There’s nothing better for the human mind than a good bit of sleep, and it turns out that artificial minds can benefit from it as well. In a new study, an AI program was taught to sleep in order to become smarter.
In their current form, AI programs are able to quickly learn single activities. However, they struggle to learn new tasks without forgetting how to do prior tasks. For example, teaching a language model to perform a different activity may make it less effective at understanding text.
A new study believes that allowing an AI program to replicate human sleep will change this. With artificial sleep patterns, programs may be able to retain information better, allowing artificial intelligence to learn more than one task effectively.
Published in science journal PLOS Computational Biology, it was revealed that neuroscience techniques are now being introduced to AI research. Scientists believe that this is the key to creating artificial general intelligence that can be spread across multiple tasks.
Study co-author Pavel Sanda explained: “Once properly trained, it's very difficult to teach them [a] completely new task. And if you succeed in training the new task, you end up damaging the old memory.”
Sanda revealed that AI can suffer from the same mental issues as a real brain, including “catastrophic forgetting” which destroys long-term memory. In the past, it’s been reported that AI can even hallucinate, a side effect of lack of sleep for humans.
The study explains that “consolidation of memory” — turning short term memory into long term — only happens during a human’s REM cycle. With the implementation of REM sleep into an AI’s frequent processes, they may be able to become multipurpose.
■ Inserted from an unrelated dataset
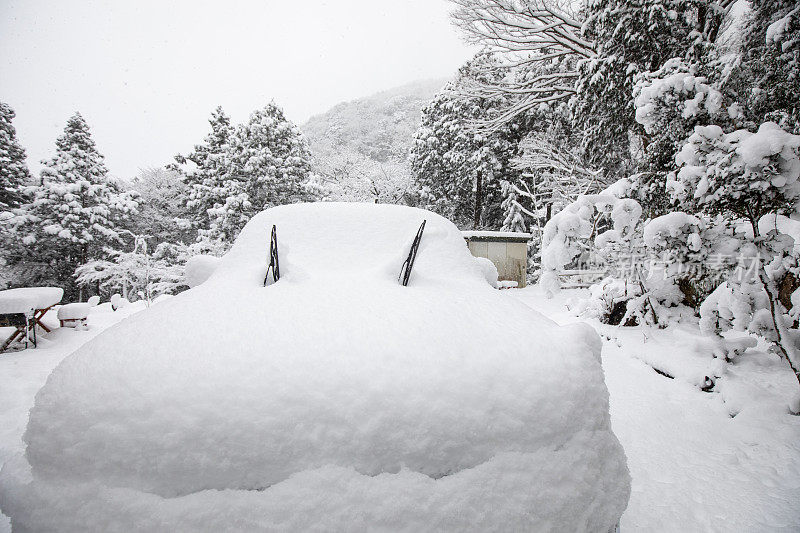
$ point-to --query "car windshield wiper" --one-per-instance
(273, 258)
(408, 264)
Across testing, new training for artificial intelligence resulted in catastrophic forgetting of old activities. However, by incorporating sleep, this was heavily circumvented.
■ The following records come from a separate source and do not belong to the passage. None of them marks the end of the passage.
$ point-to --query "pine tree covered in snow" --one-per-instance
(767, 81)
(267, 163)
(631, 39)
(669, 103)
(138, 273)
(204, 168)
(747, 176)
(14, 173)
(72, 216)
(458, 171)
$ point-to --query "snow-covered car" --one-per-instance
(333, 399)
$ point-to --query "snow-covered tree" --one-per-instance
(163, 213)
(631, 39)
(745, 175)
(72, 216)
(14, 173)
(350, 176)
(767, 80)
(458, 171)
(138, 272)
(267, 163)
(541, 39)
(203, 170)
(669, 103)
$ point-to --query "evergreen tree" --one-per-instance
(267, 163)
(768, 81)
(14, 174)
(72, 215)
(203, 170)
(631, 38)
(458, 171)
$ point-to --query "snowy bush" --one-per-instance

“It's another nice demonstration that very simple principles can produce not so simple effects. We used inspiration from real sleep, but the model is orders of magnitude simpler,” Sanda expanded in a Vice article.
Whether or not this form of AI training becomes commonplace or not is uncertain. Cutting-edge AI like OpenAI’s GPT-4 is still blowing minds without such techniques, but there’s always room to improve.
It just goes to show that there’s a lot of space for artificial intelligence to evolve. How advanced will this technology be ten years from now?